Drupal CDN & Static File Server - The Amazon S3 Way
Category: Internet / WebTags: DrupalS3File ServerCDN
If you build quality sites that attract a large number of visitors and interaction there eventually will come a point when you have to start looking for ways to offload your files and bring down your server overhead. I have been looking into the CDN issue off and on for the past 6 months. Recently I decided it was time to get something dialed in and move forward. I wanted something that required the least number of hacks and was easy and scalable. This post isn't meant to be an end all to Drupal and CDNs, but rather just some insight into the way I have tackled this issue for the time being.
There are a number of options to choose from and a lot of different ways to go about it. You could get a new server locally and load balance your stuff, you could get a new server locally and use it as a static file server, you could team up with a big time CDN like Akamai or Limelight and go that route, or you could go the less expensive CDN route with something like Amazon S3.
Note: This article doesn't attempt to explain every little detail of what's going on, but rather act as a guide for a developer to work off.
My Goals
Being somebody that is cost conscience and wanting to always try to get the most bang for my buck the idea of a CDN like Limelight didn't quite seem like an appropriate fit for me. I wanted something a little bit less serious that I could ease into. I don't care about having servers all across the world and getting content to people a few milliseconds faster than other solutions. I just want to take a huge load off my local network and put that load somewhere else. If my site is up and the users are happy, I'm happy.
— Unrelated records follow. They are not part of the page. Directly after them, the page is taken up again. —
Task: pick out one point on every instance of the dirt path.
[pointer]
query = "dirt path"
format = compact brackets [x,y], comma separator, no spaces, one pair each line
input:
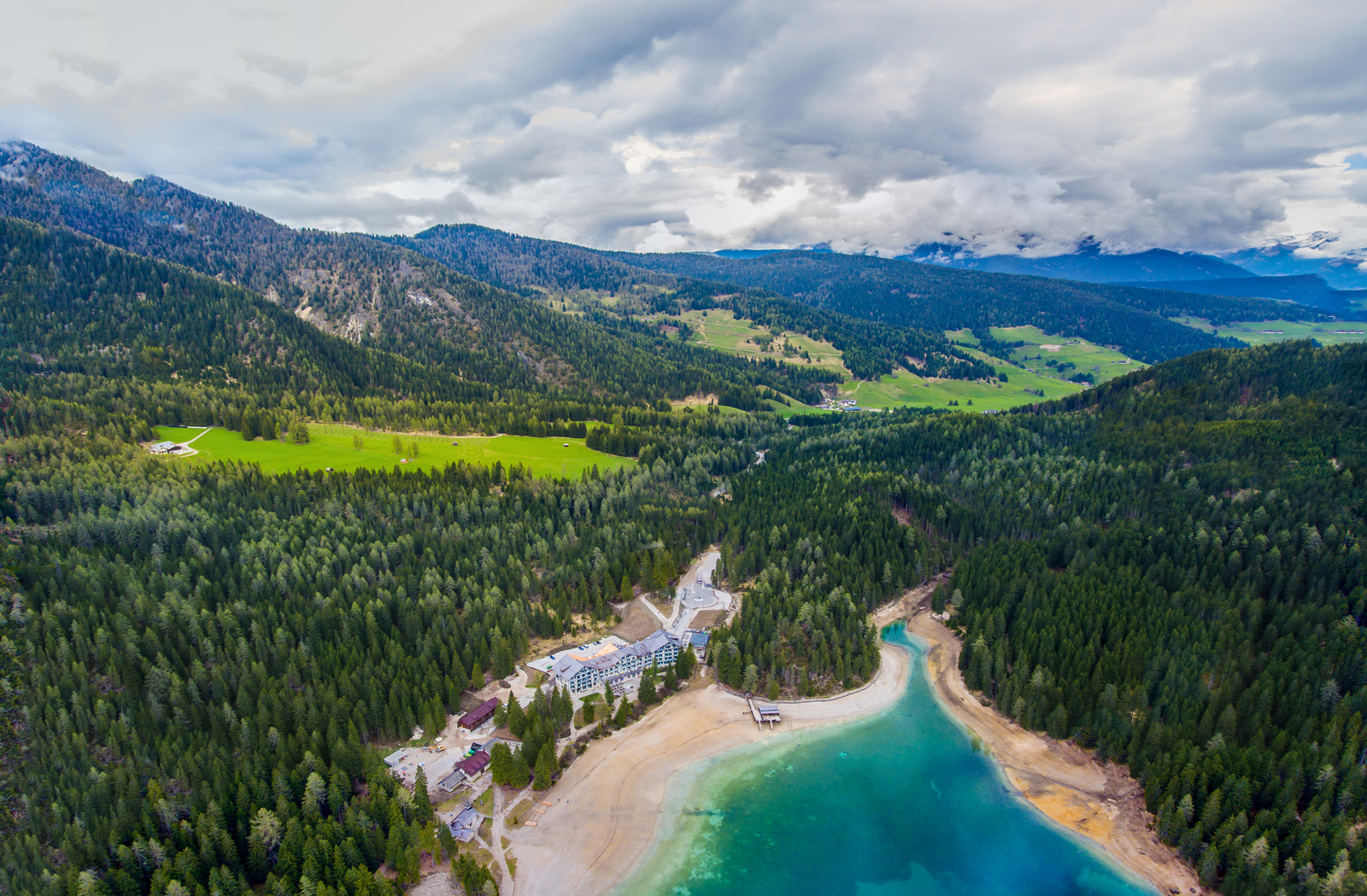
[1097,800]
I also don't care if 100% of my site files are not offloaded to the CDN. If I can take care of 95% of my load and leave 5% on my main box it really doesn't bother me. My main goal is to get rid of the majority of the overhead and keep everything scalable and dynamic with a relatively small code footprint.
Which files to offload
With these things in mind I have basically decided that a good route for me was to mainly take care of my two main sources of files: images and videos. If I really wanted to get hardcore I could also move my CSS and Javascript, but I don't see this as important as taking care of the major problems first.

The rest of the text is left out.